Thermal Budget Annealing (TBA) + DeployBench

Christian Lysenstøen — UC Berkeley / INN (Inland Norway University of Applied Sciences)

Crash-aware deployment optimization for ML models under hard constraints and tiny budgets.

This repository contains two related research projects sharing the DeployBench infrastructure:

Paper	Status	PDF
Feasible-First Exploration for Constrained ML Deployment Optimization (TBA)	Awaiting arXiv endorsement	PDF
Hidden Device Heterogeneity in INT8 Inference	Ready for arXiv submission	PDF

Paper 1: Thermal Budget Annealing (TBA)

Standard optimizers (TPE, Bayesian optimization, random search) waste 40–80% of their trial budget on configurations that crash, OOM, or violate deployment constraints. TBA-TPE Hybrid uses a two-phase strategy: Phase 1 runs crash-aware simulated annealing to map the feasible region in 5–15 trials, then Phase 2 warm-starts Optuna's TPE with all crash data so it optimizes within the safe region. On real ML deployment benchmarks (5 models × 3 backends × 3 quantization modes × 6 batch sizes), TBA-TPE finds the best feasible configuration in 25 trials while wasting 42% of budget, compared to TPE's 36% waste but lower accuracy (0.752 vs 0.761) because TPE gets stuck on suboptimal models it discovered early.

Key Results

RTX 5080, edge_tight scenario (latency_p95 ≤ 20ms, memory ≤ 512MB), 10 seeds, 25 trials each:

Metric	TBA-TPE Hybrid	Optuna TPE	Random Search	TBA (pure SA)
Accuracy	0.761 ± 0.010	0.752 ± 0.010	0.762 ± 0.008	0.752 ± 0.019
Waste %	42%	36%	74%	30%
vit_tiny discovery	8/10	3/10	8/10	6/10

How It Works

Phase 1: TBA Feasible-First SA (5-15 trials)
  - Adaptive simulated annealing explores the crash-heavy space
  - Finds feasible configs fast, maps crash zones
  - Hands off when 5+ feasible AND 3+ crashed/infeasible AND 3+ model families explored

Phase 2: Optuna TPE Warm-Started (remaining budget)
  - ALL Phase 1 history injected into Optuna study
  - TPE starts with a model trained on crash data
  - Optimizes within the feasible region

Quick Start

pip install -e ".[gpu]"

Requires Python >= 3.10. GPU dependencies (torch, torchvision, onnxruntime) are in the [gpu] extra.

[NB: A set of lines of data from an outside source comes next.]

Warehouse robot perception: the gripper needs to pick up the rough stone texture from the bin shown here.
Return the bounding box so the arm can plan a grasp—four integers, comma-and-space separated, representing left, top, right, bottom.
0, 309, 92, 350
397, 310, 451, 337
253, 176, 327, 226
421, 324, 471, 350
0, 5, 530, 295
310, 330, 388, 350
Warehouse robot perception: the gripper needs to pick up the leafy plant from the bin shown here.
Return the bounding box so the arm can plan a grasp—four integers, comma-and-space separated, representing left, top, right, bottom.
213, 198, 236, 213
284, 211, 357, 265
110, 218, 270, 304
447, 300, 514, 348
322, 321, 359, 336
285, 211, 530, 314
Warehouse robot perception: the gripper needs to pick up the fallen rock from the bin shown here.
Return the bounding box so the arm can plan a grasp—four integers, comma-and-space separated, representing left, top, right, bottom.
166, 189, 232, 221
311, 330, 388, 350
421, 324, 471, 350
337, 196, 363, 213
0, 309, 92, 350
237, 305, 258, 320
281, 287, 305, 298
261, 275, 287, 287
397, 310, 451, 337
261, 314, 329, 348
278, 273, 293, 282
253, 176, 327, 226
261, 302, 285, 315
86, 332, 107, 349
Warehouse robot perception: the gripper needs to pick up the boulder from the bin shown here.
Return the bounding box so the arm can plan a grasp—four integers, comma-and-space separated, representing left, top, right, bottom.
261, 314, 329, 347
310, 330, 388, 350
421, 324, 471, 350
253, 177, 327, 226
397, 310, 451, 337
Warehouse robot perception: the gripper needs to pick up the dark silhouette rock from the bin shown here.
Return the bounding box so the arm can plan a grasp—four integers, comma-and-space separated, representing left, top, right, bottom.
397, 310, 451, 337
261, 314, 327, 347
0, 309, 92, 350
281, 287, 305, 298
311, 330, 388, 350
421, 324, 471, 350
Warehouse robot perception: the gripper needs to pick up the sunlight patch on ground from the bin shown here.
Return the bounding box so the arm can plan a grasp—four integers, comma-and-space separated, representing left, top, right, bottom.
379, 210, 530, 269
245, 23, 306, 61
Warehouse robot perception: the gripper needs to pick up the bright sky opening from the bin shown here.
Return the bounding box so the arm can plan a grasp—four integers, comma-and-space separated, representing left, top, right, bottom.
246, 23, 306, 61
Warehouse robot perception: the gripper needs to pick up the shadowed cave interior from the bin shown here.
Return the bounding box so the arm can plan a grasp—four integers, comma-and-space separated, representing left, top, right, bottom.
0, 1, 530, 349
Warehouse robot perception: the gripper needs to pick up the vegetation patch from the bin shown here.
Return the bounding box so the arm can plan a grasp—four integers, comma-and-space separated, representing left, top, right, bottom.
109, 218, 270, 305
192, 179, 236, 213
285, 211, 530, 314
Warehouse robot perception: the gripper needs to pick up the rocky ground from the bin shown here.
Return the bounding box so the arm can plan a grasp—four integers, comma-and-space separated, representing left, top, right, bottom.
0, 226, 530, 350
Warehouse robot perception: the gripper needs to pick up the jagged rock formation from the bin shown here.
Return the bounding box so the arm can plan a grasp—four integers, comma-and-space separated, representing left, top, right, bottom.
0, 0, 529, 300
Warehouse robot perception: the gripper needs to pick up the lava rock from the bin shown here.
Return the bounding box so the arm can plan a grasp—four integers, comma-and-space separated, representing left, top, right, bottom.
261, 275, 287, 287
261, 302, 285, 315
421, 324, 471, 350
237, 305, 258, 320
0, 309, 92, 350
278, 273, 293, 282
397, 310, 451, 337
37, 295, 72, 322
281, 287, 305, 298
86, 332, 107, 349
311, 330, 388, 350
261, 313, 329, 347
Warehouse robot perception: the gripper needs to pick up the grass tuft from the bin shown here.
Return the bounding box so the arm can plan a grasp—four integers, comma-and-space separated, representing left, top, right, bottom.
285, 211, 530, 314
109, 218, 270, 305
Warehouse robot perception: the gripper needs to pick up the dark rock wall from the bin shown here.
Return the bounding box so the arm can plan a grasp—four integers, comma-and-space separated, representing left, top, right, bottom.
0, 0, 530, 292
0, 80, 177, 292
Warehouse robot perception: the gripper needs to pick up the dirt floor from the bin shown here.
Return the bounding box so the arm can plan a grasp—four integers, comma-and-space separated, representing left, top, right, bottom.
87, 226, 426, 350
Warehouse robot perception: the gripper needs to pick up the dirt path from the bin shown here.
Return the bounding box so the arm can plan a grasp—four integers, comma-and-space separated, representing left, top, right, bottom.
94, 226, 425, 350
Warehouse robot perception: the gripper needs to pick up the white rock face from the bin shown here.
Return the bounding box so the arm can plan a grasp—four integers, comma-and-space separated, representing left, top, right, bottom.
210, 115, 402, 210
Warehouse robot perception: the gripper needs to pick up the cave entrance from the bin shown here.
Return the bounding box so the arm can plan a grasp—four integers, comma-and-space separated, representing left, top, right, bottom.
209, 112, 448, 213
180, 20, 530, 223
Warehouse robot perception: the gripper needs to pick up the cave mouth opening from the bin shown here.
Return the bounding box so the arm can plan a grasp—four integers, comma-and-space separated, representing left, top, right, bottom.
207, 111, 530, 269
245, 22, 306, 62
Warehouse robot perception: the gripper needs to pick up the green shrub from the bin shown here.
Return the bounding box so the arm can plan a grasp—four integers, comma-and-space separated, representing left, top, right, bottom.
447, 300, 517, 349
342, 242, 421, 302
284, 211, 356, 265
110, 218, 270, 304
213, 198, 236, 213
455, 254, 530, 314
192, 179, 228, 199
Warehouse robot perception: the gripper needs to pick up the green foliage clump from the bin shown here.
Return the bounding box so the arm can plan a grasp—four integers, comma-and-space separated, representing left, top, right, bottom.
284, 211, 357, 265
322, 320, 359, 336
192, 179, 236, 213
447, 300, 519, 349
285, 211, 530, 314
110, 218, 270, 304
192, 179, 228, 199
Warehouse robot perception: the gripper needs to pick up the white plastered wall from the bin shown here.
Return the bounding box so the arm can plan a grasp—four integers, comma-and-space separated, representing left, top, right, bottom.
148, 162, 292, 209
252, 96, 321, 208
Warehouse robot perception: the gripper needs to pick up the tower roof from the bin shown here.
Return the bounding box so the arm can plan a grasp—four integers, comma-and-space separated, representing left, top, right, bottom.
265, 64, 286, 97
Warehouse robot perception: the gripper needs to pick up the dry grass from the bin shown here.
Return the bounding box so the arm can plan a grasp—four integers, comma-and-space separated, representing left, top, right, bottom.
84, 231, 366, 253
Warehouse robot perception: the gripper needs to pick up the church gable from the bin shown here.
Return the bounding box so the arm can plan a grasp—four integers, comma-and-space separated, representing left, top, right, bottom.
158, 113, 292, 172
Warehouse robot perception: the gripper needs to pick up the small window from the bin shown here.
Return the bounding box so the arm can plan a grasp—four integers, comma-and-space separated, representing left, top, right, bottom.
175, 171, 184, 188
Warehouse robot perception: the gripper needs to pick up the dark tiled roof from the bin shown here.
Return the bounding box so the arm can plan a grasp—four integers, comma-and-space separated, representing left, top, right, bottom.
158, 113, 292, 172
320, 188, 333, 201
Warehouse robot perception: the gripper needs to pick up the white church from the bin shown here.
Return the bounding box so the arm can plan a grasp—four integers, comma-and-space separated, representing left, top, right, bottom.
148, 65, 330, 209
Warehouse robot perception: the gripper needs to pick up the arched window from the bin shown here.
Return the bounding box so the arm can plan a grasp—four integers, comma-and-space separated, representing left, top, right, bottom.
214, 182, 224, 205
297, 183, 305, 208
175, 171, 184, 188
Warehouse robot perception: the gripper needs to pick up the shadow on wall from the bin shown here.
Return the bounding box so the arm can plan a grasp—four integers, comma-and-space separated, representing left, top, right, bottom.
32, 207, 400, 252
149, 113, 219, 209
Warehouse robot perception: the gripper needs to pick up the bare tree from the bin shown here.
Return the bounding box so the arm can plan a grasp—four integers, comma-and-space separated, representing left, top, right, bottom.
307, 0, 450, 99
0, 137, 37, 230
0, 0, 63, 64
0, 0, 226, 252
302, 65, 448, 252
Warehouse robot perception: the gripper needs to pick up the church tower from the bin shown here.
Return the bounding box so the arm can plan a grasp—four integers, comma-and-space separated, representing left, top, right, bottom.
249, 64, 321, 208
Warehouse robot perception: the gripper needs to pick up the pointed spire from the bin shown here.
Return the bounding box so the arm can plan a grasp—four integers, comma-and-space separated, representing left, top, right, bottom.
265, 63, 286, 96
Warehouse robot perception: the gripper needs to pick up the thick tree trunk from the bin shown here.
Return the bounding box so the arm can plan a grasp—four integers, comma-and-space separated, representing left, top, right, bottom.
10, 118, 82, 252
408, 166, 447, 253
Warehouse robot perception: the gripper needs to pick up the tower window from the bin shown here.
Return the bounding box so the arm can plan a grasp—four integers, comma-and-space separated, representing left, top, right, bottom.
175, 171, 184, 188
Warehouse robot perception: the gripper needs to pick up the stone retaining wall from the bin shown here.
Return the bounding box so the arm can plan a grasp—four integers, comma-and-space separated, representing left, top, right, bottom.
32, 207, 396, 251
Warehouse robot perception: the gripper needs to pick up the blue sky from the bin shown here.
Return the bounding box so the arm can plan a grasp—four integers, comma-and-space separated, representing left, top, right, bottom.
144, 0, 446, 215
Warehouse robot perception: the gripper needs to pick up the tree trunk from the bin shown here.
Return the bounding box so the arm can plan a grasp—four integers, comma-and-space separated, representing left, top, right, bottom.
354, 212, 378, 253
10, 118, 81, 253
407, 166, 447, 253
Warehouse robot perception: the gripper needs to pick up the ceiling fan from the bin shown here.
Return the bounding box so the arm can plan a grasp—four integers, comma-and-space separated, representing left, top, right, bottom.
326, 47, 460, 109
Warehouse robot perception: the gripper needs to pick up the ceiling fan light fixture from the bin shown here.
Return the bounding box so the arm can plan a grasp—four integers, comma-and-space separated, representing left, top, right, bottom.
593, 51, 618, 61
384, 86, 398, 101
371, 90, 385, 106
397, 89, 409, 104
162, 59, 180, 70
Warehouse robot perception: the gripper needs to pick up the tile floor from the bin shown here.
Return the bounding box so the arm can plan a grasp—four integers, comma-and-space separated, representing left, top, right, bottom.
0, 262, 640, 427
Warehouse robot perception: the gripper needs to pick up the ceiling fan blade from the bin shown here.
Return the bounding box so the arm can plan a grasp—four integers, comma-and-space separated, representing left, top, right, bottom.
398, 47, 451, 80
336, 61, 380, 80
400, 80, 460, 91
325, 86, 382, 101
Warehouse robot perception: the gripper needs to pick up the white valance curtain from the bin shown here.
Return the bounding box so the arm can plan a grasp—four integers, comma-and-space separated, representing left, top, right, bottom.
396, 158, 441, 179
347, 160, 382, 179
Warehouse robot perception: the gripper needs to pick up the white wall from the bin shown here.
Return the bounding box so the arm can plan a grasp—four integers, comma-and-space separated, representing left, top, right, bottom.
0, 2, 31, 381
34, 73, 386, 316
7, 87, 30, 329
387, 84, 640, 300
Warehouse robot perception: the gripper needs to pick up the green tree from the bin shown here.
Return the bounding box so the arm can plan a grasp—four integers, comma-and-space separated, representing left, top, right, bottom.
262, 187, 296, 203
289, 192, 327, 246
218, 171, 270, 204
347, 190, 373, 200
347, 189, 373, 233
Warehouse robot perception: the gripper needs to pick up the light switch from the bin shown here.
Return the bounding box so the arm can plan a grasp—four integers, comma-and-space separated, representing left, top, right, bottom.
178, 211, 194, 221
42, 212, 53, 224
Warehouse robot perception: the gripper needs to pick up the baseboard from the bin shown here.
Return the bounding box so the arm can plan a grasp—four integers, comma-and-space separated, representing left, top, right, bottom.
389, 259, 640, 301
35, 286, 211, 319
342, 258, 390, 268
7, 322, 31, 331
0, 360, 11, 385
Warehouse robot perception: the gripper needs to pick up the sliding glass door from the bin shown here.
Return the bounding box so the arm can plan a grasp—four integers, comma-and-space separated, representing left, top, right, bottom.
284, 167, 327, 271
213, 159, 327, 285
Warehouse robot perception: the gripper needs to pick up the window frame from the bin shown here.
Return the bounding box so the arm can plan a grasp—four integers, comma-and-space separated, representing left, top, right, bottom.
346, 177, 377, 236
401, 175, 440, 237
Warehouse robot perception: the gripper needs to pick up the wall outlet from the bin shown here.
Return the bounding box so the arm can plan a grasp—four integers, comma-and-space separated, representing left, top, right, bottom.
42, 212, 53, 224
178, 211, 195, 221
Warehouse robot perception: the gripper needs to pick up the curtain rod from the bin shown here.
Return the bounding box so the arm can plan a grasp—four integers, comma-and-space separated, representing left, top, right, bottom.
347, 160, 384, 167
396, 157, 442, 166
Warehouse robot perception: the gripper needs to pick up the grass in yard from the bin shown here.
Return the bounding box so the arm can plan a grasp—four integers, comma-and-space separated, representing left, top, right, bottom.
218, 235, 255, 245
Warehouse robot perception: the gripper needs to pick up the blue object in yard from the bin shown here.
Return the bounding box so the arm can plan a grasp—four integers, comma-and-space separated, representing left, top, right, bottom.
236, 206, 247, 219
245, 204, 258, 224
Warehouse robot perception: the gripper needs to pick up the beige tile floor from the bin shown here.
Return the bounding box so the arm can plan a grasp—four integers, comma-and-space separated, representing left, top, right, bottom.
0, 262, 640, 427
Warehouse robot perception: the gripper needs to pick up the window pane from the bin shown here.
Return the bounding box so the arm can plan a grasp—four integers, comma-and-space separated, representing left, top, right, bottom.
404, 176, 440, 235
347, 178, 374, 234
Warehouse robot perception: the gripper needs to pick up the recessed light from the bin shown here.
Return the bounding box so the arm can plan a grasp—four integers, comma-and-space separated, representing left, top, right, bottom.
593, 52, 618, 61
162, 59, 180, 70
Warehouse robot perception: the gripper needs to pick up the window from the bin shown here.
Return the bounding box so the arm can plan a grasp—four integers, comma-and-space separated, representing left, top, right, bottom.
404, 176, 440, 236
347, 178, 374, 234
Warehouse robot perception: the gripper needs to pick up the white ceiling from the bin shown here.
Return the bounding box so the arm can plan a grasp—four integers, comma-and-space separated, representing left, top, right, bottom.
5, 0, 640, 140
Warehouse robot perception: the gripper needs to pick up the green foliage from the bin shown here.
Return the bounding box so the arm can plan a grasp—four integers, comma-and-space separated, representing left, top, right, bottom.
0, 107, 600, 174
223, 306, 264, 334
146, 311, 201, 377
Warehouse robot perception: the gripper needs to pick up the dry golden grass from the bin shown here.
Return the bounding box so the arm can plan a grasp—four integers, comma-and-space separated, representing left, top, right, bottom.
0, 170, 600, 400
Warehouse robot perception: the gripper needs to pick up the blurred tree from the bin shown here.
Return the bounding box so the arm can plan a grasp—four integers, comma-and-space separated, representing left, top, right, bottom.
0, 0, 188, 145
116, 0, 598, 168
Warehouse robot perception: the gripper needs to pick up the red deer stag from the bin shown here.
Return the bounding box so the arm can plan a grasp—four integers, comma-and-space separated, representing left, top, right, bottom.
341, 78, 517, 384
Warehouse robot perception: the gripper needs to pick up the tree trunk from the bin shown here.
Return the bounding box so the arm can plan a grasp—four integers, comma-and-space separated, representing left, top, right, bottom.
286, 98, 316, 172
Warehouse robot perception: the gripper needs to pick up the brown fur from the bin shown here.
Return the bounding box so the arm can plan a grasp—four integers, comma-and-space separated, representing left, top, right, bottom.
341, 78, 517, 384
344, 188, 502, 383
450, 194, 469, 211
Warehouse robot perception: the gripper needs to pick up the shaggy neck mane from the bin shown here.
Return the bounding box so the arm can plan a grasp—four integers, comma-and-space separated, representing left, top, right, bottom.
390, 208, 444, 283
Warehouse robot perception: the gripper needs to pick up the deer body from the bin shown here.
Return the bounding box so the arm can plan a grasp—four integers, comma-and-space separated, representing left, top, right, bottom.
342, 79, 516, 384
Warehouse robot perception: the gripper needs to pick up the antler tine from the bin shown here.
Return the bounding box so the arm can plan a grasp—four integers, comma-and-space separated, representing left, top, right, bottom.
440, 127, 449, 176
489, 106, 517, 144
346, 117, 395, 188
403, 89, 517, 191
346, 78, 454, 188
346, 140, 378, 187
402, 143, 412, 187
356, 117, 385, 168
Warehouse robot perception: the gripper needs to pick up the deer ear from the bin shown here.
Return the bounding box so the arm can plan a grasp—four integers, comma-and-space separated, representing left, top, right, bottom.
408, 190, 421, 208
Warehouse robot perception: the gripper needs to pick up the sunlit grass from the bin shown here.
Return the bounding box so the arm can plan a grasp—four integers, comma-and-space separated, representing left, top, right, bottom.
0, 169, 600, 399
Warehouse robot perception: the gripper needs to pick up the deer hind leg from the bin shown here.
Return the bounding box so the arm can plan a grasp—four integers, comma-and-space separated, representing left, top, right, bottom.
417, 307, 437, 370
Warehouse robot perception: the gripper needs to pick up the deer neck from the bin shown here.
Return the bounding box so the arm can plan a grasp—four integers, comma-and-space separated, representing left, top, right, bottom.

from tba import optimize_deployment

best_config, result = optimize_deployment(
    data_dir="data/imagenette2-320",
    constraints={"latency_p95_ms": 20, "memory_peak_mb": 512},
    budget=25,
)
print(f"Best: {best_config['model_name']}, accuracy={result.objective_value:.3f}")

Version History

v1 (March 2026)

Core TBA optimizer with feasible-first SA exploration
Adaptive temperature control, elite restart, decaying snap-back
TPE warm-start handoff
DeployBench benchmark suite
Experiments on RTX 5080 (10 seeds)
Paper: v1 PDF — single-GPU results

v2 (April 2026)

Trial timeouts: abort evaluations when latency > 5x constraint after warmup
Subspace blacklisting: temporarily suppress categorical values after 3 consecutive failures
Multi-GPU experiments: H100, A100, RTX 5080, L4, T4
31/31 tests passing
Paper: v2 PDF — multi-GPU results, softened claims

v3 (April 2026)

Diversity-gated handoff: Phase 1 must explore >=3 model families before handing off to TPE
Adaptive timeout threshold: tightens from 5x to 3x after first feasible solution found
Combination-level blacklisting: tracks 2-way categorical failure patterns instead of just individual values
All existing tests passing + new v3 tests (46 total)

Tested Platforms

GPU	Environment	Notes
NVIDIA H100	Google Colab
NVIDIA A100	Google Colab
NVIDIA RTX 5080	Windows, CUDA 12.8	Primary development
NVIDIA L4	Google Colab
NVIDIA T4	Google Colab	Cross-GPU validation
Apple M1 Max	macOS, CPU-only	64 GB RAM

Paper 2: Hidden Device Heterogeneity

A follow-up empirical study showing that PyTorch's dynamic INT8 quantization (torch.ao.quantization) silently routes inference from GPU to CPU. This creates stochastic feasibility boundaries: identical configurations produce different latency distributions depending on which device actually executes them. GPU inference is deterministic; CPU inference under INT8 flips feasibility up to 39% of the time for MobileNetV2.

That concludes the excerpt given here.